Así, Bravo afirmó que "el cambio climático hace víctimas potenciales a las centrales nucleares" ya que la refrigeración del reactor se realiza con agua y las estimaciones indican que las sequías aumentarán en España con la consiguiente disminución de recursos hídricos. Además, las temperaturas del agua de ríos podrían aumentar y eso provocaría paradas de las centrales, como en agosto del año pasado cuando subió la temperatura del Ebro y la central de Santa María Garoña (Burgos) se detuvo.

Otro de los factores que influye en la seguridad de las centrales es su envejecimiento, ya que la media de la vida de las centrales nucleares es de más de 25 años. El proceso de envejecimiento está llevando a un debilitamiento gradual de los materiales que podría provocar fallos catastróficos de algunos componentes, causando un escape radiactivo de enorme gravedad, según la organización.

"Hay una disminución de la cultura de seguridad por la liberalización del mercado eléctrico, una relajación de las inspecciones y de la normativa, que fomenta que los propietarios prefieran pagar una multa a mejorar las instalaciones", dijo Bravo, quien añadió que "las centrales anteponen los beneficios económicos a la seguridad".

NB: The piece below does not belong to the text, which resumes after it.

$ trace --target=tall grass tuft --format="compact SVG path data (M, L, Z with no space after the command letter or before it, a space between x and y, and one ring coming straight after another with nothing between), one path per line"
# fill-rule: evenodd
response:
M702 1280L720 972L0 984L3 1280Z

En cuanto al terrorismo, los ecologistas afirman que "ninguna instalación nuclear podrá impedir un ataque terrorista" y recordaron su última acción en Almaraz (Cáceres), donde a pesar de estar en nivel 2 lograron penetrar en el recinto de las instalaciones. "Sólo con este argumento no deberían existir las centrales nucleares", afirmó.